Using the Stateful version, with an STRef s ScanErr as the reader environment, I found that the already existing runParserST function didn't work for this usecase:

-- the parser to be run
scanTokens :: ParserT (STMode s) (STRef s ScanErr) e (Vector Token) 
    • Couldn't match type ‘s1’ with ‘s’
      Expected: ParserST s1 (STRef s ScanErr) e (Vector Token)
        Actual: ParserT (STMode s1) (STRef s1 ScanErr) e (Vector Token)
      ‘s1’ is a rigid type variable bound by
        a type expected by the context:
          forall s1. ParserST s1 (STRef s ScanErr) e (Vector Token)
        at app/Scanner.hs:66:25-34
      ‘s’ is a rigid type variable bound by
        the type signature for:
          scanFile :: forall s.
                      ByteString
                      -> ST
                           s
                           (Either CodeError (Vector ScannerError, Vector Token, ByteString))
        at app/Scanner.hs:62:1-97
    • In the first argument of ‘runParserST’, namely ‘scanTokens’
      In the expression: runParserST scanTokens stRef 0 bs
      In an equation for ‘res’: res = runParserST scanTokens stRef 0 bs
    • Relevant bindings include
        stRef :: STRef s ScanErr (bound at app/Scanner.hs:64:3)
        scanFile :: ByteString
                    -> ST
                         s
                         (Either CodeError (Vector ScannerError, Vector Token, ByteString))
          (bound at app/Scanner.hs:63:1)
   |
66 |   let res = runParserST scanTokens stRef 0 bs
   |                         ^^^^^^^^^^

Very possibly I'm just contorting myself to do this with ST instead of IO. However, if it is possible to do this way anyways, why not? haha!

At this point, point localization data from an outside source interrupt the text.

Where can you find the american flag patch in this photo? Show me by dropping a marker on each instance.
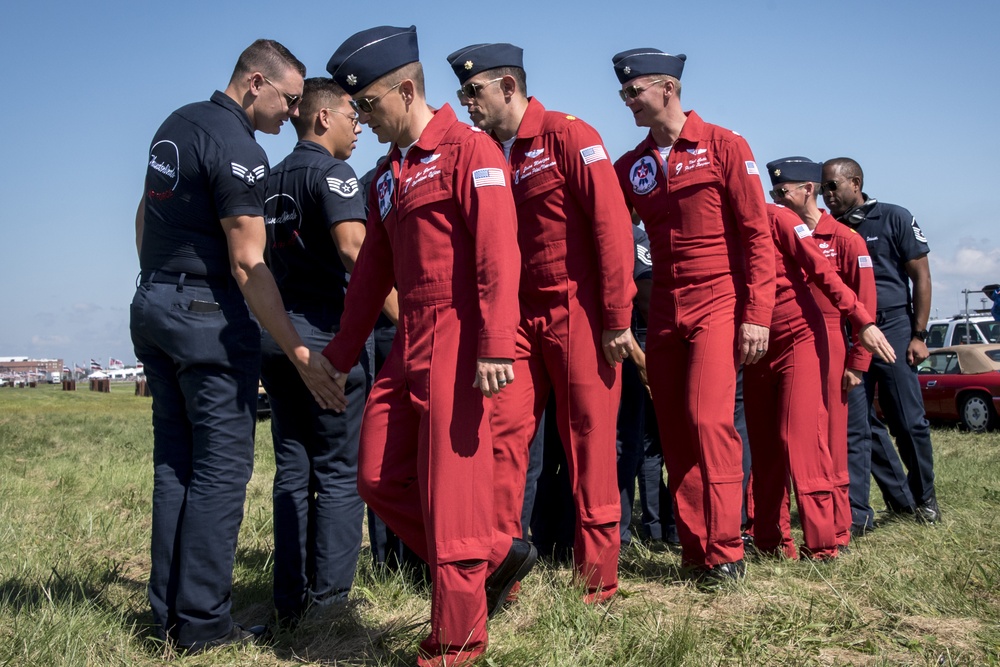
(593, 154)
(488, 176)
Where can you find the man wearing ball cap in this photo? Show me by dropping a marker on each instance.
(696, 188)
(576, 293)
(442, 228)
(796, 185)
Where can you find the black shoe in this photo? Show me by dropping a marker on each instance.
(518, 562)
(928, 512)
(859, 530)
(237, 636)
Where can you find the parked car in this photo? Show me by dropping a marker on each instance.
(962, 383)
(956, 331)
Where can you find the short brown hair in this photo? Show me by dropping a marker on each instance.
(317, 92)
(269, 58)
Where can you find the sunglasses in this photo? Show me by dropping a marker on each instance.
(367, 104)
(781, 193)
(631, 92)
(831, 186)
(353, 118)
(291, 99)
(471, 90)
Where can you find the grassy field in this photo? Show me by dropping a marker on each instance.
(75, 486)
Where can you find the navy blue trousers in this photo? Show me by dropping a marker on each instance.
(870, 452)
(202, 369)
(318, 514)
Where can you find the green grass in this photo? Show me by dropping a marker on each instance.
(75, 485)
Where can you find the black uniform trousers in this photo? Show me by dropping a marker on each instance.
(870, 448)
(202, 365)
(318, 514)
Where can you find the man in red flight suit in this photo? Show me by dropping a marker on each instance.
(697, 190)
(576, 291)
(442, 227)
(783, 395)
(797, 180)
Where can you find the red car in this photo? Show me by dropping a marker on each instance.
(962, 383)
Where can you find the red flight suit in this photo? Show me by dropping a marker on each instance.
(711, 246)
(847, 250)
(783, 396)
(575, 237)
(442, 228)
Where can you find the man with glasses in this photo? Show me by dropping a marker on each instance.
(576, 292)
(697, 190)
(898, 250)
(200, 235)
(796, 186)
(315, 226)
(441, 227)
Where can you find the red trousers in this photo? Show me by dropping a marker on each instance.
(835, 400)
(558, 349)
(788, 425)
(425, 466)
(691, 359)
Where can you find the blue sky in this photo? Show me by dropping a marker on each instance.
(909, 89)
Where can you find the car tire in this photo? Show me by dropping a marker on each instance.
(976, 412)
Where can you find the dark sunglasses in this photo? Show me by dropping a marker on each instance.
(631, 92)
(367, 104)
(781, 193)
(471, 90)
(291, 99)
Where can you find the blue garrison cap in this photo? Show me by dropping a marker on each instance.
(795, 169)
(640, 62)
(477, 58)
(371, 54)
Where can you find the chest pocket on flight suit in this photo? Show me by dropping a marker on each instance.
(428, 183)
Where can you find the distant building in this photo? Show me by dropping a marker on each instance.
(23, 368)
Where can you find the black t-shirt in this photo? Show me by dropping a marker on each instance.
(893, 238)
(308, 193)
(204, 165)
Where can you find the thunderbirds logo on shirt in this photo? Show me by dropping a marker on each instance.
(345, 189)
(593, 154)
(384, 189)
(643, 175)
(643, 255)
(489, 176)
(164, 170)
(248, 176)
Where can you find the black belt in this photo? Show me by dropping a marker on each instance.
(184, 279)
(889, 313)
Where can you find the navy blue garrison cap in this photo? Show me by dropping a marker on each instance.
(795, 169)
(640, 62)
(477, 58)
(371, 54)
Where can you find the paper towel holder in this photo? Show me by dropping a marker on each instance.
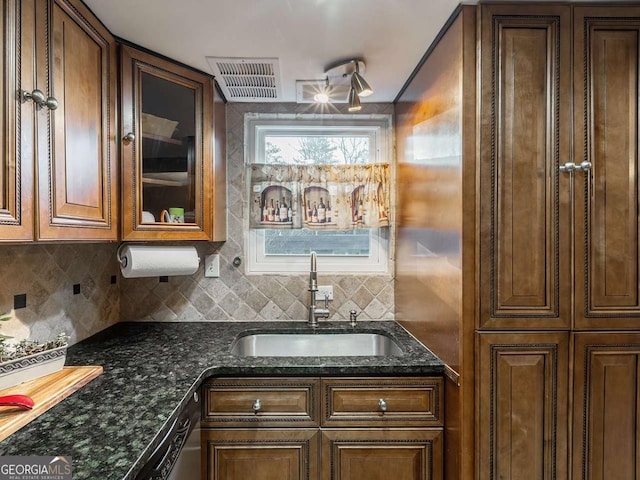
(123, 260)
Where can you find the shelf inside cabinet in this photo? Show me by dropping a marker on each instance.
(166, 179)
(160, 138)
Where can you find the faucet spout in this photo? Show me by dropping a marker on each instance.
(314, 311)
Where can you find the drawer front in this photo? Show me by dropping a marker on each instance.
(264, 401)
(382, 401)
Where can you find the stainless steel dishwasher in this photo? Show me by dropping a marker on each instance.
(178, 455)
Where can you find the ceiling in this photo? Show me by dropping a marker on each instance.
(305, 35)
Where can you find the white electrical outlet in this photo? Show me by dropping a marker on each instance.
(212, 266)
(324, 291)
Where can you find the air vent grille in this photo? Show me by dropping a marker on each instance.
(247, 79)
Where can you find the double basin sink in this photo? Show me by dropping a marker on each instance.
(305, 344)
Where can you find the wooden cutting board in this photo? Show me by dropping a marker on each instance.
(46, 392)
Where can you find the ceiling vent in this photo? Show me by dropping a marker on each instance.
(247, 79)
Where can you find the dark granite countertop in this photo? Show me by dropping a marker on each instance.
(111, 426)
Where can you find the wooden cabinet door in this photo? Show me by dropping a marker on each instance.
(261, 454)
(76, 157)
(606, 416)
(16, 122)
(381, 454)
(165, 168)
(525, 134)
(522, 406)
(607, 220)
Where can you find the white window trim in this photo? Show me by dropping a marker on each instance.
(376, 262)
(256, 127)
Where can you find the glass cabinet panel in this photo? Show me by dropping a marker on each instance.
(167, 149)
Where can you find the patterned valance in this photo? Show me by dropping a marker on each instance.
(319, 196)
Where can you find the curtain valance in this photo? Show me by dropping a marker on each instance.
(320, 196)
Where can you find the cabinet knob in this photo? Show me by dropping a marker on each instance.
(568, 167)
(38, 97)
(128, 138)
(584, 166)
(51, 103)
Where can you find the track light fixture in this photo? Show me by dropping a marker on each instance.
(323, 96)
(362, 88)
(354, 100)
(343, 82)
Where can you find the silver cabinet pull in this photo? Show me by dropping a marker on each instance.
(584, 166)
(37, 97)
(568, 167)
(128, 138)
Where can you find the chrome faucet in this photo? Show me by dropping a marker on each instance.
(314, 311)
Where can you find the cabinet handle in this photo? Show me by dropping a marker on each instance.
(568, 167)
(128, 138)
(39, 99)
(584, 166)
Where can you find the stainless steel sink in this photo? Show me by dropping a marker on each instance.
(315, 345)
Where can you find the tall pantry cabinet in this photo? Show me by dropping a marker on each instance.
(558, 328)
(59, 173)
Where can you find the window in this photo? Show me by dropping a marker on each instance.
(313, 139)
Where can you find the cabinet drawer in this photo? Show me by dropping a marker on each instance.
(264, 401)
(378, 401)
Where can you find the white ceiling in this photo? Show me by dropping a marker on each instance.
(305, 35)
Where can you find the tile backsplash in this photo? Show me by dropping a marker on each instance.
(47, 274)
(236, 296)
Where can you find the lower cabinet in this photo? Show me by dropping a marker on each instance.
(523, 382)
(323, 428)
(606, 412)
(261, 454)
(527, 404)
(381, 454)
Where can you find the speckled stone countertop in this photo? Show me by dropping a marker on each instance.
(111, 426)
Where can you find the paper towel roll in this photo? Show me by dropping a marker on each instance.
(157, 261)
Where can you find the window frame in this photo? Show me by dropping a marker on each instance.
(378, 129)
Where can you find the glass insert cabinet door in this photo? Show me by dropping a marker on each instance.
(166, 149)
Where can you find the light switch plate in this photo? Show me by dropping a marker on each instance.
(212, 266)
(324, 290)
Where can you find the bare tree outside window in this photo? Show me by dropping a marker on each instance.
(272, 153)
(316, 150)
(355, 150)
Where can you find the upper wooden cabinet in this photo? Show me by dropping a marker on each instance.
(59, 115)
(607, 195)
(16, 137)
(167, 150)
(76, 156)
(542, 204)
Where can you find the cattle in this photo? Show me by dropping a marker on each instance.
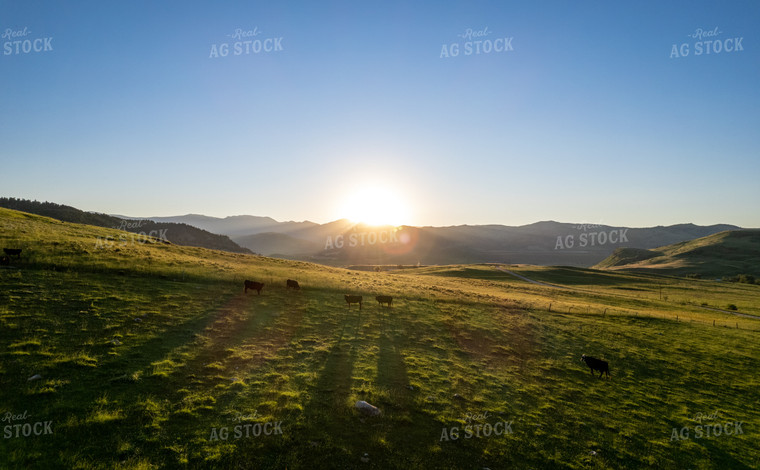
(353, 299)
(13, 252)
(384, 299)
(596, 364)
(257, 286)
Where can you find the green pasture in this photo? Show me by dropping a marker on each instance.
(146, 351)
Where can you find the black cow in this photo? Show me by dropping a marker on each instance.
(596, 364)
(384, 299)
(353, 299)
(13, 252)
(257, 286)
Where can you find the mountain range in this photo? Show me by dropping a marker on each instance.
(344, 243)
(542, 243)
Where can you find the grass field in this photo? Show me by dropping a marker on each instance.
(150, 355)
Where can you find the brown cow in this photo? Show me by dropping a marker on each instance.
(353, 299)
(597, 364)
(384, 299)
(257, 286)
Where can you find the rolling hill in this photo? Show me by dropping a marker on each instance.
(543, 243)
(178, 233)
(151, 356)
(728, 253)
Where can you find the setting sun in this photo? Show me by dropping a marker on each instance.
(376, 205)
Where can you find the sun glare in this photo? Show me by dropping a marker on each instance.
(376, 205)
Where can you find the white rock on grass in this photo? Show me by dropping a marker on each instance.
(366, 408)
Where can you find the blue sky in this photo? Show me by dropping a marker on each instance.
(587, 119)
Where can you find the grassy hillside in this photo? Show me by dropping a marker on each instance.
(180, 234)
(722, 254)
(140, 354)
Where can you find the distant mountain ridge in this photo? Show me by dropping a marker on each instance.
(177, 233)
(728, 253)
(542, 243)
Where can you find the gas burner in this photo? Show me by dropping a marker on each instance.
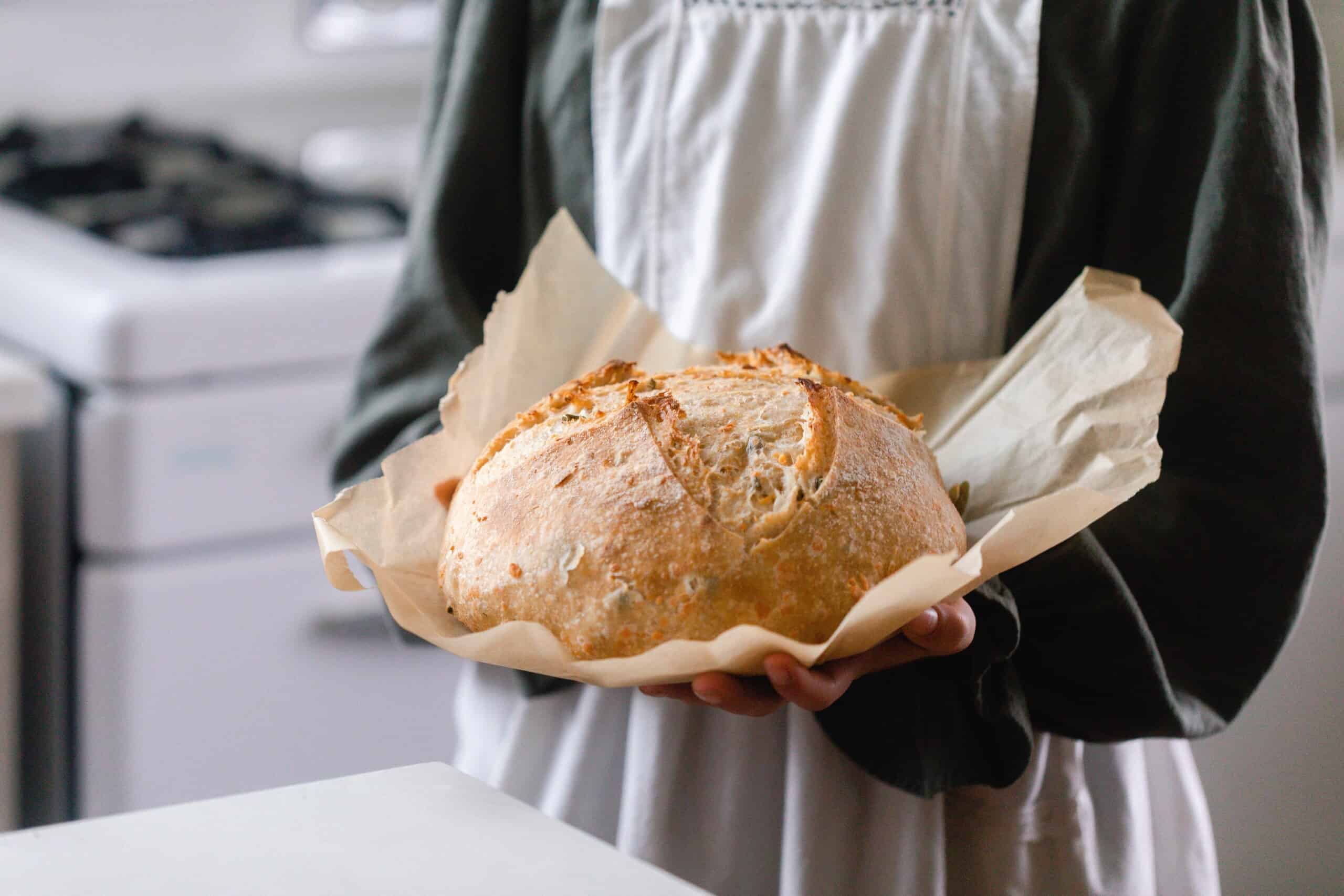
(178, 195)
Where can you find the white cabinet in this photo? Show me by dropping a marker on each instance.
(210, 675)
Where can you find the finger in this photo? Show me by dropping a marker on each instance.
(812, 690)
(953, 628)
(741, 696)
(890, 653)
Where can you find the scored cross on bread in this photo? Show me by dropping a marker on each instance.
(627, 508)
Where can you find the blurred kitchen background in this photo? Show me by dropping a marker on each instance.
(201, 217)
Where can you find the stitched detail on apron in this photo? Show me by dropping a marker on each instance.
(948, 7)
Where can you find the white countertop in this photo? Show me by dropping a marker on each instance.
(420, 829)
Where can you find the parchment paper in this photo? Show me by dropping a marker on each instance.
(1052, 436)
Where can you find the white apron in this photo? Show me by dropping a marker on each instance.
(848, 178)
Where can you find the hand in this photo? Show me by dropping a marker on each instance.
(945, 629)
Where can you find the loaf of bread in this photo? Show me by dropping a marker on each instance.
(628, 510)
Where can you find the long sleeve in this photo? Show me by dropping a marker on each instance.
(1187, 144)
(464, 239)
(507, 144)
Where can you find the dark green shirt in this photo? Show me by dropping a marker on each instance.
(1184, 143)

So I hacked together this alternative function, following from the implementation of the original runParserST:

unsafeRunParserST :: ParserST s (STRef s c) e a -> STRef s c -> Int -> ByteString -> ST s (Result e a )
unsafeRunParserST pst !r i buf = unsafeIOToST (runParserIO (unsafeCoerce pst) r i buf)

I think it would be very nice to make something like this available to any flatparse user. This version has worked fine for my usecase, though I don't know much intricacies about how ST/IO work to guarantee that this function will be safe, and if it were, I don´t know how to generalize this, since not everyone might want exactly an environment of type STRef s c

Anyways, I thought sharing this with someone more knowledgeable than me would be worthwhile.

Thanks for the great library!

AndrasKovacs commented 1 year ago

Indeed, runParserST should return in ST s (Result e a) if we want to be consistent with runParserIO. We can always just runST the result. I think this actually merits a mild breaking change here. I'll push this on hackage shortly.

AndrasKovacs commented 1 year ago

In 1559b56a0feafb93661675fb406bc66894115fda. Pushed to hackage.